The most spectacular example of solution of limestone by ground water is Carlsbad Caverns, N. Mex., one of the most beautiful caves in the world. This celebrated solution cavity is preserved in a national park.
The Pecos River along much of its present course flows in a vertical-walled canyon with limestone rims. The Canadian River, flowing eastward from the Sangre de Cristo Mountains, has cut a deep canyon along the northern part of the Pecos Valley section. The sharp rims of the Dakota Sandstone at the Canadian escarpment, north of the Canadian River, form the northern boundary of the Pecos Valley section.
The sharp, northeast-trending broken flexure called the Border Hills that is crossed by U. S. Highway 70-380 about 20 miles west of Roswell is a unique landform of the Pecos Valley. This markedly linear upfolded (anticlinal) structure forms a ridge more than 30 miles long and about 200 feet high.
As in the Colorado Plateau, windblown sand and silt mantle the landscape in many places, but the greatest accumulations are along the base of the Mescalero escarpment at the northeast and southeast corners of the Pecos Valley section.
East of the Pecos River, in the southeast part of the Pecos Valley, the underlying rocks have yielded much oil and potash. Oil fields are common east of Artesia and Carlsbad, and potash is mined east of Carlsbad.
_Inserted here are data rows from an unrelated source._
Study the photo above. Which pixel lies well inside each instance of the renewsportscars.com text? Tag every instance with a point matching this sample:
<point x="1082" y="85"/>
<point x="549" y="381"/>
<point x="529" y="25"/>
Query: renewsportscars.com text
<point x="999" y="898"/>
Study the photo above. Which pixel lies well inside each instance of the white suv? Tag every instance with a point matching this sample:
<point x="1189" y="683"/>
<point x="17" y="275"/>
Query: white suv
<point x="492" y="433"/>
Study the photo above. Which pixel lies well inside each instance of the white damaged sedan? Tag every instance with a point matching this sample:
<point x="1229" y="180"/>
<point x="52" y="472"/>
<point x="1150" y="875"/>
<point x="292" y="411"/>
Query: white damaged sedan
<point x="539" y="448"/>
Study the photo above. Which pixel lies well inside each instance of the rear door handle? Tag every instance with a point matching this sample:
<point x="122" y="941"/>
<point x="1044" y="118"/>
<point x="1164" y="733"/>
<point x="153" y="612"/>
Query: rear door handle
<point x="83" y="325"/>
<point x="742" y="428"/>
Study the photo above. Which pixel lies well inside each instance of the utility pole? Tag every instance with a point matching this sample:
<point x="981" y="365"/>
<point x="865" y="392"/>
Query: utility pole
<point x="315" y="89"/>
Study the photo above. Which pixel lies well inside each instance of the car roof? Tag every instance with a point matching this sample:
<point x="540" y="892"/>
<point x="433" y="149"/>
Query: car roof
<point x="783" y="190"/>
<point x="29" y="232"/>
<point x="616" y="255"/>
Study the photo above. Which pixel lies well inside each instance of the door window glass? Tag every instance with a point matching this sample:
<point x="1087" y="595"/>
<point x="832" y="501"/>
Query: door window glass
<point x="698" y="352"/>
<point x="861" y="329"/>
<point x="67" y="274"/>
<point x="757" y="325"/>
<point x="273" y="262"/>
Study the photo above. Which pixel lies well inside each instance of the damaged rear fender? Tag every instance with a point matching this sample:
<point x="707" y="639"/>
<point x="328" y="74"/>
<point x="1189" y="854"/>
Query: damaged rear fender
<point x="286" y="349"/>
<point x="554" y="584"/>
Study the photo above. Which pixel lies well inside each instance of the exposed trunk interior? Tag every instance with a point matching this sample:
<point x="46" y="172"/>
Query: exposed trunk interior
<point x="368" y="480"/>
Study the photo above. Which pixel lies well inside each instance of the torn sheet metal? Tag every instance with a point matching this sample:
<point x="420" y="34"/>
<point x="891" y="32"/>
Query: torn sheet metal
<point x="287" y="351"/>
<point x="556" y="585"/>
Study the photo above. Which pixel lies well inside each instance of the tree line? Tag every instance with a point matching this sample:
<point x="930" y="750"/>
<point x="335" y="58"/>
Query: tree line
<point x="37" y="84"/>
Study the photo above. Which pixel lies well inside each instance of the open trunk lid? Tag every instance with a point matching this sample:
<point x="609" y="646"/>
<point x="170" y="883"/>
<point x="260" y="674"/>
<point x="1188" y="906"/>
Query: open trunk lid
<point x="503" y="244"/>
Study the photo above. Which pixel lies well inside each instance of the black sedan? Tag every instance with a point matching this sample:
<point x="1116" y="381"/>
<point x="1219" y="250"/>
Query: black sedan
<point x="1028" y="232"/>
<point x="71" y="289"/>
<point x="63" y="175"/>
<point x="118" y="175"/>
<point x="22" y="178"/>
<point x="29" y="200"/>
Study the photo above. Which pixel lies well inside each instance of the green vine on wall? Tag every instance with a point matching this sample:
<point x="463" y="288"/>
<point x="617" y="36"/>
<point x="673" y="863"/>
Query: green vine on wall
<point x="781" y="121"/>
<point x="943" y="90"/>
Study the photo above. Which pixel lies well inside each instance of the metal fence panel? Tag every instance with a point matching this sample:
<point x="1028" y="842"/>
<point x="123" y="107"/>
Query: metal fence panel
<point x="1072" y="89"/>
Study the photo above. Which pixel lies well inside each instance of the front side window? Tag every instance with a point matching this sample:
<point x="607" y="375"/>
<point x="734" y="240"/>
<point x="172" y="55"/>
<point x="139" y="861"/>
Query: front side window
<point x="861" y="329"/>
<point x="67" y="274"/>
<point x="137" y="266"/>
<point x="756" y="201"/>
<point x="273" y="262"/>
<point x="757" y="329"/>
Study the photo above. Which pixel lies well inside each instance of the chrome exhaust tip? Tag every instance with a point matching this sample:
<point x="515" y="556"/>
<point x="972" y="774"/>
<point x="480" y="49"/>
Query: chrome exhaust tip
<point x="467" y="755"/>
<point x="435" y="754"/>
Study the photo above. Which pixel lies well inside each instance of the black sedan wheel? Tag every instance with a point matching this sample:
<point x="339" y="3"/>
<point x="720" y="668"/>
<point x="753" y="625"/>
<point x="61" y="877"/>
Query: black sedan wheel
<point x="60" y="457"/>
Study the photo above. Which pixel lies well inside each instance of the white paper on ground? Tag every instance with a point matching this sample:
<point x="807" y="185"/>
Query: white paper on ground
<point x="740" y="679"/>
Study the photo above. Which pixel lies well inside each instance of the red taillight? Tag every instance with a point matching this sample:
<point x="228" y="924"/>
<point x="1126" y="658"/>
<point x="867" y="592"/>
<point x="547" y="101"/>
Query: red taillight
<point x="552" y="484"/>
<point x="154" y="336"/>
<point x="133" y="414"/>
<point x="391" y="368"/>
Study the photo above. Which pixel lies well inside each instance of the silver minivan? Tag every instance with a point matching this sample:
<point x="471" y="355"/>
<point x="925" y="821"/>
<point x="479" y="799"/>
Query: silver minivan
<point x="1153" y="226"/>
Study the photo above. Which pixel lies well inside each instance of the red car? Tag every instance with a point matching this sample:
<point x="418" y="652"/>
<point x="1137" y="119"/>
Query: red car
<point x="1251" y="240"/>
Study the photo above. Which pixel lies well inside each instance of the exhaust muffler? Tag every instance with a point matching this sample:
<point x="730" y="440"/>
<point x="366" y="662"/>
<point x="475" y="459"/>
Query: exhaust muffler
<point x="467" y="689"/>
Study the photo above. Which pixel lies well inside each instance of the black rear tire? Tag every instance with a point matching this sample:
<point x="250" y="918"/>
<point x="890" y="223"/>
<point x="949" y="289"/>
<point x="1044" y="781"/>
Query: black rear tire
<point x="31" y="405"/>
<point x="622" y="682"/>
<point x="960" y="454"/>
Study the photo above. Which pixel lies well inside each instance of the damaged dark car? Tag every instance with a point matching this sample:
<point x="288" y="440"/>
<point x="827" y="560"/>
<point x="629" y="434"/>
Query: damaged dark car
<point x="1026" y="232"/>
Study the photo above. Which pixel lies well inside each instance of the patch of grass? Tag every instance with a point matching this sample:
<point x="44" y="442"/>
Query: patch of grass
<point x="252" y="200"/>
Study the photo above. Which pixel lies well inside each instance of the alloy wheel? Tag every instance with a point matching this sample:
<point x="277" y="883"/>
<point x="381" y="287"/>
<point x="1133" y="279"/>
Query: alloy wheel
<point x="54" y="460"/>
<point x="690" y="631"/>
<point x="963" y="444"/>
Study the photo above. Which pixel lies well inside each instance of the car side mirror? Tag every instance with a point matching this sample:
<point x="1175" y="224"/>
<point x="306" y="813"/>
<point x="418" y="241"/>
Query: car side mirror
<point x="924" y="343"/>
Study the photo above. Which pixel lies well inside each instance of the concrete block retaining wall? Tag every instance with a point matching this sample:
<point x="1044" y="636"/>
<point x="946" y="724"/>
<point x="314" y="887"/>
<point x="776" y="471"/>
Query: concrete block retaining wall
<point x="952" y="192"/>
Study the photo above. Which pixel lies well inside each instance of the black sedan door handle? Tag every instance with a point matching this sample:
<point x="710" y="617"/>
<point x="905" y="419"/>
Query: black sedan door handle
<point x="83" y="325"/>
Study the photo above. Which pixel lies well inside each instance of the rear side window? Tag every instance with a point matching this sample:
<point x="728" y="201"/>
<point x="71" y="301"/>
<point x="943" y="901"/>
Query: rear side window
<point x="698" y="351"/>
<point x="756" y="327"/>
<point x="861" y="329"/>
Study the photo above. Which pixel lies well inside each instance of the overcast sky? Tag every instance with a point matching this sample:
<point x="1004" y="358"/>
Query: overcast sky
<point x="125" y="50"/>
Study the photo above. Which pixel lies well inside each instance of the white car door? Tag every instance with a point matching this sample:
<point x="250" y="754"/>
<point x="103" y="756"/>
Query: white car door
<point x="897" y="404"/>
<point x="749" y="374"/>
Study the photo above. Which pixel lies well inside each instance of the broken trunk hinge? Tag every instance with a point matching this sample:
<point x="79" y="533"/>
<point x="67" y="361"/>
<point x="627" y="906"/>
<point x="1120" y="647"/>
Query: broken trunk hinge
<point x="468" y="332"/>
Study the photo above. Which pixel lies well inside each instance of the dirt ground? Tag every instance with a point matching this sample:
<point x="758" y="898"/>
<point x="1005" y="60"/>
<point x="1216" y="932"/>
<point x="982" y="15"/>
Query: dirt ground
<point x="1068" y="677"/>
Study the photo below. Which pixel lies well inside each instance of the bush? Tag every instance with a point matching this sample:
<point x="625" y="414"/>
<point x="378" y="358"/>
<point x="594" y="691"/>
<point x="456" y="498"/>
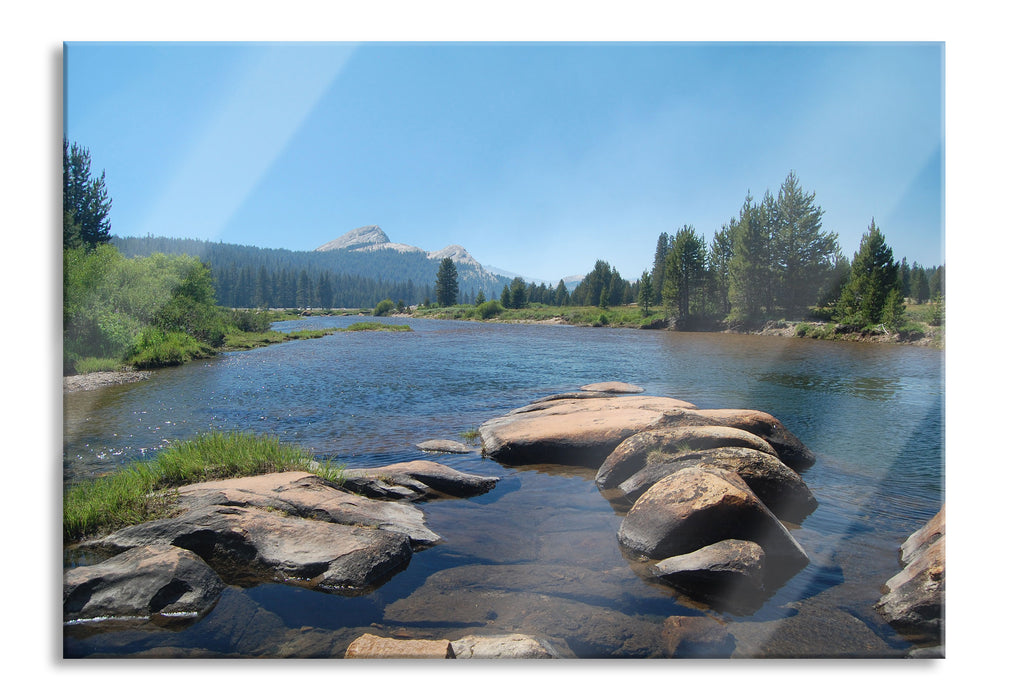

The Pecos and Canadian Rivers and their tributaries have created the general outline of the landscape of the Pecos Valley, but underground solution of limestone by ground water and the collapse of roofs of these cavities have contributed much detail to the surface that characterizes the Pecos Valley today.
EDWARDS PLATEAU
South of the Pecos Valley section, the Pecos River continues its journey to the Rio Grande in a steep-walled canyon cut 400 to 500 feet below the level of a plateau surface of Cretaceous limestone from which little has been stripped except a thin Tertiary cover of Ogallala Formation ([fig. 30]). To the east, the plateau has been similarly incised by the Devils River and the West Nueces and Nueces Rivers. East of the Nueces to the escarpment formed by the Balcones fault zone, the southern part of the Edwards Plateau has been intricately dissected by the Frio, Sabinal, Medina, Guadalupe, and Pedernales Rivers and their tributary systems. San Antonio and Austin, Tex., are located on the Coastal Plain at the edge of the Balcones fault zone.
Figure 30.—Rio Grande and the flat-lying limestone layers of the Edwards Plateau downstream from the mouth of the Pecos River. Mexico on the left side of picture. Photograph by V. L. Freeman, U. S. Geological Survey.